Don’t Bring Over Everything
We didn’t bring over all the projects. We told the users we would upgrade and retain the legacy database
for reference if they absolutely needed the project.
Use Codes to Flag Projects for Migration
In moving projects, we had the plants flag which ones were templates that could be brought over any
time, and which ones they wanted to keep in the old system until the very last minute. They used project
codes for that, and it was helpful.
Create Integration Check Layouts
If you are integrating P6 with an ERP system or something else where lots of data is exchanged, create
a layout with all the integration fields displayed an a similar report in the other system. That way you can
compare data side by side.
Have a Cleanup Database between the Old Database and Production
We had staging databases which we imported the projects into. There was one for xRRI projects, and
one for xMirant projects. This provided the following advantages”:
1. One user could refresh his database any time he needed to with a clean configuration-perfect
version of the empty production database without affecting the other user
2. we could run MS Access scripts against it to swap and delete calendars and activity codes
Once the project’s configuration met the merged-company standard, we exported it out and into
production.
Pay Attention to Citrix Home Directories
If the Citrix servers are in the new headquarters location, and the user’s home directory is still in the other
city, you are going to experience performance issues. Change you configuration so that the home
directory is in the same data center as the Citrix server.

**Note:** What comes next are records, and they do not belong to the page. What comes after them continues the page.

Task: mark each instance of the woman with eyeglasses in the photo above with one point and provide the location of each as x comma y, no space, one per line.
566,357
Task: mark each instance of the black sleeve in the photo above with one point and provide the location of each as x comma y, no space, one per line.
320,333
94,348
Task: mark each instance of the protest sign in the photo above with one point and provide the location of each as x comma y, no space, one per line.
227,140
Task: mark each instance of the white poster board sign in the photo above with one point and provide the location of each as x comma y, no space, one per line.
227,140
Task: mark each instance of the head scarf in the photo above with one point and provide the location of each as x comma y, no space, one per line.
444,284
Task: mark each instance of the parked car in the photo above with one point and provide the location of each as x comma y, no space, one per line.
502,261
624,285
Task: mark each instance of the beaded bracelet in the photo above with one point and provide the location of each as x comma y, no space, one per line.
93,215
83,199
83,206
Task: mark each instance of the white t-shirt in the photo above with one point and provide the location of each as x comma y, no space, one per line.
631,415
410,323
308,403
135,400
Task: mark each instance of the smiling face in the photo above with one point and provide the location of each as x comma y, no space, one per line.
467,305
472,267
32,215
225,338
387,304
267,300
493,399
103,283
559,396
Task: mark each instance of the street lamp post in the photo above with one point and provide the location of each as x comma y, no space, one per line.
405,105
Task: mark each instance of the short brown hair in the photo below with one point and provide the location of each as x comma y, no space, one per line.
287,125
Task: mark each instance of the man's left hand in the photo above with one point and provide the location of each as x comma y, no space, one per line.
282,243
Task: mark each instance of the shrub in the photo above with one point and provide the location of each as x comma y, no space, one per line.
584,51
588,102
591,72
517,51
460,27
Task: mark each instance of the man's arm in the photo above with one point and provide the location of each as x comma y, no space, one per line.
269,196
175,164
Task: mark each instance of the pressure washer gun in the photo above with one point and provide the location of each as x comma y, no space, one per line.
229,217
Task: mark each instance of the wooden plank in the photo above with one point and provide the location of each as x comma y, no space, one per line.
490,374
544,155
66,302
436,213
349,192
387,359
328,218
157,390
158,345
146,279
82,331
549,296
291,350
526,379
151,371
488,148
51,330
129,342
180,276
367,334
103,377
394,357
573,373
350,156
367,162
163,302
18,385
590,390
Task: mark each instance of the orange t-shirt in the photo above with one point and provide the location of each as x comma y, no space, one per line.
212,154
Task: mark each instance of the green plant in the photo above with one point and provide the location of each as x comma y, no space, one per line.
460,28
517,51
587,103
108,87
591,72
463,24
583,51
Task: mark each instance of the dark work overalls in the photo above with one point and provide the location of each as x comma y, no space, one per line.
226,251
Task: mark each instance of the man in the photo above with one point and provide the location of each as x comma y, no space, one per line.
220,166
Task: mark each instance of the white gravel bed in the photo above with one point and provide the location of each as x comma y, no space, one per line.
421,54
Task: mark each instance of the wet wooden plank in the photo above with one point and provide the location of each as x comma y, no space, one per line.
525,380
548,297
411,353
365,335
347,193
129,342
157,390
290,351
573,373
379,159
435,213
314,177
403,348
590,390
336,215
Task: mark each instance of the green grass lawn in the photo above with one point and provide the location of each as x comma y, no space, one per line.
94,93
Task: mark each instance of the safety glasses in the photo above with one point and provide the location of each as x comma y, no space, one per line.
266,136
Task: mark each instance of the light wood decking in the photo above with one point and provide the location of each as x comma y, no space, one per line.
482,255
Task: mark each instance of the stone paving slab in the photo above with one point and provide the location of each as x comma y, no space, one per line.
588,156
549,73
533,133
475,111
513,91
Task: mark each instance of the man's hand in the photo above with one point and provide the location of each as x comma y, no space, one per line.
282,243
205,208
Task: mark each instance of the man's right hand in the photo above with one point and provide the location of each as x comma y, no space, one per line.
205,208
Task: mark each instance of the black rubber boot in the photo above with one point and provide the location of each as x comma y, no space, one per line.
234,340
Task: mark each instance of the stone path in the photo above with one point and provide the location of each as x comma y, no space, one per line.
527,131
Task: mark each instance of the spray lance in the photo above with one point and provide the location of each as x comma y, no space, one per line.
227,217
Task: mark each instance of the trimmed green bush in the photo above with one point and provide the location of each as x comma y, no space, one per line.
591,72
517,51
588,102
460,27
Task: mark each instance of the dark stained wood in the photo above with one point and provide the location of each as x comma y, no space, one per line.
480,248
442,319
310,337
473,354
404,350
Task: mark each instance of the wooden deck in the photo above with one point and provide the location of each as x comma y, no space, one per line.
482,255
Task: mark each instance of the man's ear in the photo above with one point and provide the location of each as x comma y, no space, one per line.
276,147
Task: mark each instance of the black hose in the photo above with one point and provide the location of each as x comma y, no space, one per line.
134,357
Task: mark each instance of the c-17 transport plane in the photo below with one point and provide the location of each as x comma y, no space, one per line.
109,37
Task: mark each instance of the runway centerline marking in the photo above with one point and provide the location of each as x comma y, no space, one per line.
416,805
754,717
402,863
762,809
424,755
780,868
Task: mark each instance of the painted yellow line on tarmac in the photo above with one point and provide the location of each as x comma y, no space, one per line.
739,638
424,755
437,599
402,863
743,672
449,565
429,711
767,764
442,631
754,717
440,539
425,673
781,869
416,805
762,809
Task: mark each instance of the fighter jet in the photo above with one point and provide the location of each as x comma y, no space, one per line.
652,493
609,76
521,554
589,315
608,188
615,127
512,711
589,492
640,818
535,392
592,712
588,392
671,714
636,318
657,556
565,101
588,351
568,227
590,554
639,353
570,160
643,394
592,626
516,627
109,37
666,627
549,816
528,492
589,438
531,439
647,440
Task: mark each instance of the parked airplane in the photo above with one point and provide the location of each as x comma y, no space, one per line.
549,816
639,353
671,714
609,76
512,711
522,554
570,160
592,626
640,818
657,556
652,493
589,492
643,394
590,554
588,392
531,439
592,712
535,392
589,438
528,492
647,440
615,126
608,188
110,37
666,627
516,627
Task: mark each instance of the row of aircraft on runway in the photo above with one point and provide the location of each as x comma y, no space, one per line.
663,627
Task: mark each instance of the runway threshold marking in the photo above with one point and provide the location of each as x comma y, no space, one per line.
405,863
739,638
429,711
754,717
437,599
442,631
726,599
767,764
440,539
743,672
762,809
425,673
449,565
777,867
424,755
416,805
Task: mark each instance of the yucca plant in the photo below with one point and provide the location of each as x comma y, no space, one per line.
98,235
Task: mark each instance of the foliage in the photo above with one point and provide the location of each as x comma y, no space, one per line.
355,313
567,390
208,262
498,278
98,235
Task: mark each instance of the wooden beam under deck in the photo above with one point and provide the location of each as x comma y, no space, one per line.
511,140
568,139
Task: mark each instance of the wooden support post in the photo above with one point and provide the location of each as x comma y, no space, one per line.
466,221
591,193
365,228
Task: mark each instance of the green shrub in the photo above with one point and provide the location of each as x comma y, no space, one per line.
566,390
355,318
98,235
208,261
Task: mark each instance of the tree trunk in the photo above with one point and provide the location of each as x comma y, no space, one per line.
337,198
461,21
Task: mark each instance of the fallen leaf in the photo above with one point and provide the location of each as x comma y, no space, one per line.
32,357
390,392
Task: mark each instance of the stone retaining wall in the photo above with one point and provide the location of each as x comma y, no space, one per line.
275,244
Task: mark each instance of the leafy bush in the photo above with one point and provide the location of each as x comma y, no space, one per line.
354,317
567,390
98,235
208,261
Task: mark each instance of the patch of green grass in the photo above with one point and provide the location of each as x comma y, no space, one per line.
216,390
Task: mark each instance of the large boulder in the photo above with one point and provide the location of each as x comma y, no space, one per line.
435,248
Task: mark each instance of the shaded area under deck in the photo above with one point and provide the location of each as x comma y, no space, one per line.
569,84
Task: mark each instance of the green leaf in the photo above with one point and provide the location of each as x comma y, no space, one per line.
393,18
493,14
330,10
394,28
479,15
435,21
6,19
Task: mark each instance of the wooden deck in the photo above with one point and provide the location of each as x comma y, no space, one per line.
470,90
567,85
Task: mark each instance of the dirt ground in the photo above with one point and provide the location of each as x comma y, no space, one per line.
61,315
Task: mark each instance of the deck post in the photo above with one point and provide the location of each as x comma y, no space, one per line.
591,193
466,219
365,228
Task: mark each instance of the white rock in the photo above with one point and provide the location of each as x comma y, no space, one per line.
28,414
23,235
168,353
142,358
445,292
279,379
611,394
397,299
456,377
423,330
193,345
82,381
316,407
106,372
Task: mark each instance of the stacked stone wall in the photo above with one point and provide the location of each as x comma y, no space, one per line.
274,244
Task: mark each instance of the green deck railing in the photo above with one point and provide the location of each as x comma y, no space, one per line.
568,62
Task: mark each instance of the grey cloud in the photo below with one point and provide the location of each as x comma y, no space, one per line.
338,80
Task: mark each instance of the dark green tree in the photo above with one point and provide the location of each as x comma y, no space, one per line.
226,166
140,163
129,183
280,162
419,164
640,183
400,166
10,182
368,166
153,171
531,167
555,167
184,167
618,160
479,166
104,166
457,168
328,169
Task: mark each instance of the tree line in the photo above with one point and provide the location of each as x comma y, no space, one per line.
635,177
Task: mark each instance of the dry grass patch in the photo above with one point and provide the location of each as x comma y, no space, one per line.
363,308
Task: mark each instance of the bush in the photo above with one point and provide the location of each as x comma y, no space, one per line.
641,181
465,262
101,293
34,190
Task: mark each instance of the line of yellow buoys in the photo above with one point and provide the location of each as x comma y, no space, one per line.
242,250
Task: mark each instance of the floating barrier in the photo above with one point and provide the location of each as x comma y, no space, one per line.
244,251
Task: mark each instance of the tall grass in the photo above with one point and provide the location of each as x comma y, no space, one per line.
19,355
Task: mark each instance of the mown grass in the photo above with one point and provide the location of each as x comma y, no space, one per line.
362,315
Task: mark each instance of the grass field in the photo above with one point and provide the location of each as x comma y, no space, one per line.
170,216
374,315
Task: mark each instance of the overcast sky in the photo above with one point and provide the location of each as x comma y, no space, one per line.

Construct As-Build Documentation
We did not have as-built documentation from the earlier integration vendors which made it more difficult
to generate the functional specifications for the post-merger solution. We did get them for the new
solution which has been important since we’ve made so many changes.
Create a SharePoint Site for Central System Migration
SharePoint proved to be a great tool for posting application latest rollover dates, conversion data, etc.